Dr. O’Meara’s team is interested in improving rational drug use for suspected malaria fevers through expanding the use of diagnostic tools in the community and in health facilities. As many as 90% of fevers that seek treatment in the formal sector receive antimalarials, and it is estimated that only 20% of those buying antimalarials over-the-counter in the retail sector actually have malaria. Such overuse poses a significant threat to the continued efficacy of first-line antimalarials. Dr. O’Meara has conducted several randomized controlled trials in western Kenya to test interventions designed to improve the use of information from malaria diagnostic testing in order to target antimalarials to those with confirmed infection. In 2005, she helped to establish the Malaria Diagnostic Centre of Excellence in Kisumu, Kenya.

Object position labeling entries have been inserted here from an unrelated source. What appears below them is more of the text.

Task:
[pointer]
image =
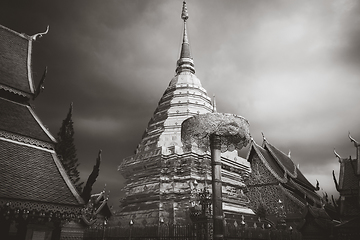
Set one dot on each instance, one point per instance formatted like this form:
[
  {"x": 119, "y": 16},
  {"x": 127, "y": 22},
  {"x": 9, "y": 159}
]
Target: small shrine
[
  {"x": 163, "y": 175},
  {"x": 281, "y": 194}
]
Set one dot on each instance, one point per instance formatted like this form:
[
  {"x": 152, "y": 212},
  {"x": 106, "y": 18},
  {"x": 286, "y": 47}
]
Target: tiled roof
[
  {"x": 15, "y": 59},
  {"x": 20, "y": 119},
  {"x": 282, "y": 158},
  {"x": 33, "y": 174}
]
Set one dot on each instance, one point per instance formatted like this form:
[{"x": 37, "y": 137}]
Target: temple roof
[
  {"x": 20, "y": 119},
  {"x": 34, "y": 174},
  {"x": 280, "y": 164},
  {"x": 15, "y": 62},
  {"x": 348, "y": 180}
]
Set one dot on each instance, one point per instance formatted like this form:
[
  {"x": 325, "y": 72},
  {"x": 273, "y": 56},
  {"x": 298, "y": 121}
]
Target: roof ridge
[{"x": 292, "y": 174}]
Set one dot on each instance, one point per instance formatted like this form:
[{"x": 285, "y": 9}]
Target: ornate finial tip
[{"x": 184, "y": 13}]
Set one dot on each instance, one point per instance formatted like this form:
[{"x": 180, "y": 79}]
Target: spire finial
[
  {"x": 184, "y": 13},
  {"x": 214, "y": 104},
  {"x": 185, "y": 62}
]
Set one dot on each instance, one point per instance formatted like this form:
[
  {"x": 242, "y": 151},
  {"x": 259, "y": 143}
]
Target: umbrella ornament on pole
[{"x": 219, "y": 132}]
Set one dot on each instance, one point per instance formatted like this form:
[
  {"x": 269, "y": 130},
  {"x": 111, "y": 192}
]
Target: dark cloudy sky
[{"x": 292, "y": 68}]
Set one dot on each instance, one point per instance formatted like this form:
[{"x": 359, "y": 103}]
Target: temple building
[
  {"x": 36, "y": 195},
  {"x": 163, "y": 178},
  {"x": 348, "y": 186},
  {"x": 282, "y": 195}
]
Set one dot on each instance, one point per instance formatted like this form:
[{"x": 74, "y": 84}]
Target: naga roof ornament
[{"x": 33, "y": 37}]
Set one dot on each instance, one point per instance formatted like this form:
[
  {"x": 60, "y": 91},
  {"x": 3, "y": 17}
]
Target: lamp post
[
  {"x": 219, "y": 132},
  {"x": 104, "y": 228}
]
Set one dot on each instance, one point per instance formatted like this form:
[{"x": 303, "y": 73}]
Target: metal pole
[{"x": 218, "y": 218}]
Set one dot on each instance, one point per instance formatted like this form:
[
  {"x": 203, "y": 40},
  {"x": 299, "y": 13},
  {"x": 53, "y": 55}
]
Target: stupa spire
[{"x": 185, "y": 62}]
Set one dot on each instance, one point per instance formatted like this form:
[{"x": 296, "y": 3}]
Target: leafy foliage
[{"x": 66, "y": 150}]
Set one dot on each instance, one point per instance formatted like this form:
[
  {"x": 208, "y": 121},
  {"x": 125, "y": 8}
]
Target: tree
[
  {"x": 86, "y": 194},
  {"x": 66, "y": 150}
]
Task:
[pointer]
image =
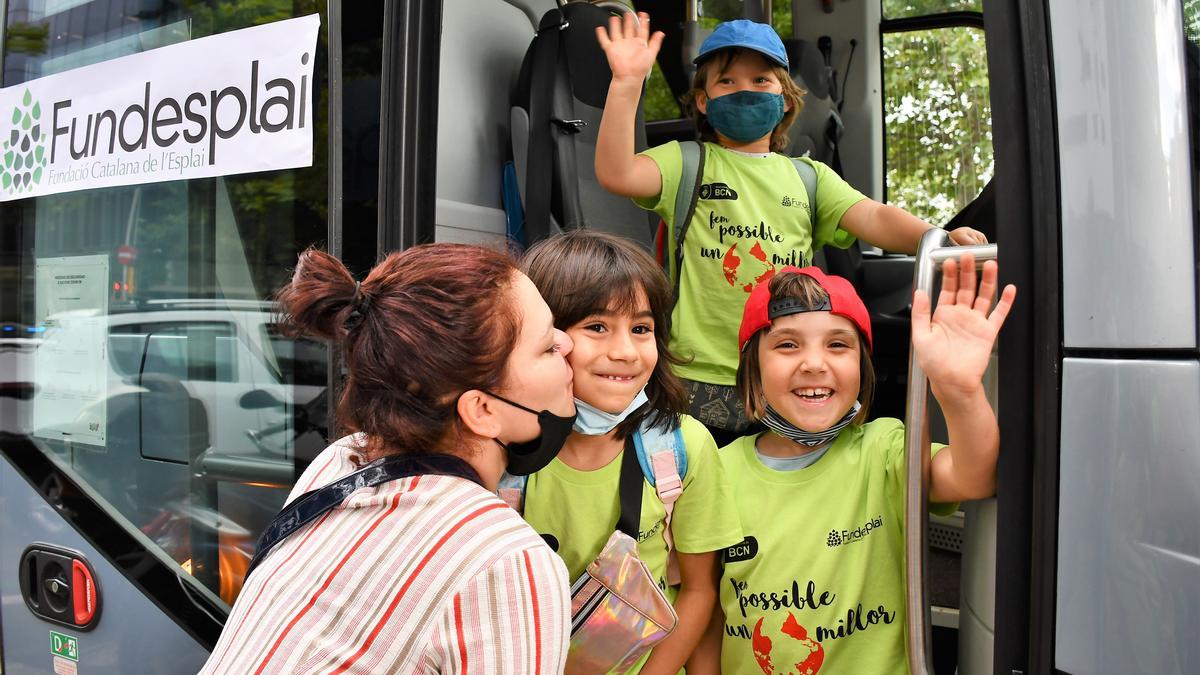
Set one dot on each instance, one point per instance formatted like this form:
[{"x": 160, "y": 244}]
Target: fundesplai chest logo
[
  {"x": 843, "y": 537},
  {"x": 235, "y": 102}
]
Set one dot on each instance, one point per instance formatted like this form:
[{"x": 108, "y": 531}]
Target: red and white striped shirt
[{"x": 424, "y": 574}]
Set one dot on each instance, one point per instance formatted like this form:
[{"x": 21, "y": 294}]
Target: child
[
  {"x": 611, "y": 298},
  {"x": 753, "y": 211},
  {"x": 819, "y": 583}
]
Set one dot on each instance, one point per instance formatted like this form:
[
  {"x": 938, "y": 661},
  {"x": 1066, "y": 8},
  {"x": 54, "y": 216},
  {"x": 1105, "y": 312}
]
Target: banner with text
[{"x": 235, "y": 102}]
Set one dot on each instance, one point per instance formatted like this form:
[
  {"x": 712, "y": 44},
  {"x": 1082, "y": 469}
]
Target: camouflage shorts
[{"x": 715, "y": 405}]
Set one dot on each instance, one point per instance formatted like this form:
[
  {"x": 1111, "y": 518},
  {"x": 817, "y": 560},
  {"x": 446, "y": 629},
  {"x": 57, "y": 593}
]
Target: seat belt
[{"x": 540, "y": 159}]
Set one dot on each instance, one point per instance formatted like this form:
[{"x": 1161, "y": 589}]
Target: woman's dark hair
[
  {"x": 721, "y": 61},
  {"x": 585, "y": 272},
  {"x": 425, "y": 326},
  {"x": 811, "y": 296}
]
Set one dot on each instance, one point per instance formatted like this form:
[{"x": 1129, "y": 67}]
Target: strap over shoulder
[{"x": 511, "y": 490}]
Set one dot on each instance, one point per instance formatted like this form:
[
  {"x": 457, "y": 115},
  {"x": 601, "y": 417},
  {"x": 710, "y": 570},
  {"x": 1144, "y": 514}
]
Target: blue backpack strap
[
  {"x": 664, "y": 460},
  {"x": 654, "y": 440},
  {"x": 511, "y": 490},
  {"x": 809, "y": 178}
]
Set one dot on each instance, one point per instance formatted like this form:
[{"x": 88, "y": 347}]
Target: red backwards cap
[{"x": 844, "y": 302}]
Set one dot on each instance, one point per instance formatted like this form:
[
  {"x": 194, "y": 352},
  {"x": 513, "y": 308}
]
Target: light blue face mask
[
  {"x": 594, "y": 422},
  {"x": 745, "y": 115}
]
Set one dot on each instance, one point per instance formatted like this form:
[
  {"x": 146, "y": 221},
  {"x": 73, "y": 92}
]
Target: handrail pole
[{"x": 935, "y": 248}]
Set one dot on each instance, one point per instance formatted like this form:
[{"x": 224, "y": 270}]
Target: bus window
[
  {"x": 937, "y": 114},
  {"x": 141, "y": 389}
]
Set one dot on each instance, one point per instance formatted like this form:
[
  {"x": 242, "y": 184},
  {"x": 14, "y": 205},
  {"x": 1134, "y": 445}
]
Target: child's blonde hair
[
  {"x": 810, "y": 294},
  {"x": 793, "y": 96}
]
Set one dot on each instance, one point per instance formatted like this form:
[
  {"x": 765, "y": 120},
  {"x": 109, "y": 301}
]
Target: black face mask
[{"x": 534, "y": 455}]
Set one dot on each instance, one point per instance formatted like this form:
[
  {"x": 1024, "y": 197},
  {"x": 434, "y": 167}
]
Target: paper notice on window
[{"x": 71, "y": 366}]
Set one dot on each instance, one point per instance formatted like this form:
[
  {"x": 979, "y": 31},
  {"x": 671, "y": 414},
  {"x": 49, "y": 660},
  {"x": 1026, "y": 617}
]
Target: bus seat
[
  {"x": 555, "y": 120},
  {"x": 817, "y": 129}
]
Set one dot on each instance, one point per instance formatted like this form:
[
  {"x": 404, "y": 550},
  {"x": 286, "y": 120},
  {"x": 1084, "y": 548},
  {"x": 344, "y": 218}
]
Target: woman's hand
[
  {"x": 954, "y": 345},
  {"x": 967, "y": 237},
  {"x": 629, "y": 46}
]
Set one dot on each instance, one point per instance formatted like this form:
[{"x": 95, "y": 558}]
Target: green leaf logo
[{"x": 24, "y": 149}]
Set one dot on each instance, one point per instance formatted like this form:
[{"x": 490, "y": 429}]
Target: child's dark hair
[
  {"x": 720, "y": 63},
  {"x": 811, "y": 294},
  {"x": 401, "y": 390},
  {"x": 583, "y": 273}
]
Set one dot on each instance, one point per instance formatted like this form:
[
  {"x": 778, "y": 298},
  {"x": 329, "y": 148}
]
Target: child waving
[
  {"x": 753, "y": 214},
  {"x": 817, "y": 584}
]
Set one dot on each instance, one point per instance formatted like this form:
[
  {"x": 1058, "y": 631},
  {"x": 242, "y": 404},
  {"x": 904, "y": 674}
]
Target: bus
[{"x": 165, "y": 161}]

Dr. O’Meara is also working towards elucidating malaria transmission networks by identifying individual human-to-mosquito and mosquito-human transmission events through leveraging variability in key parasite genes (collaboration with Steve Taylor’s lab). By tracking generations of infections from humans to mosquitoes, a clearer understanding of the reservoir of infection will be possible and interventions such as ivermectin and transmission blocking vaccines can be targeted to maximizes their effectiveness.
Dr. O’Meara also has experience in marrying innovative spatial techniques with epidemiologic outcomes. Recent work includes an analysis of health systems factors that contribute to early childhood mortality in sub-Saharan Africa and the impact of malaria prevention on birth outcomes.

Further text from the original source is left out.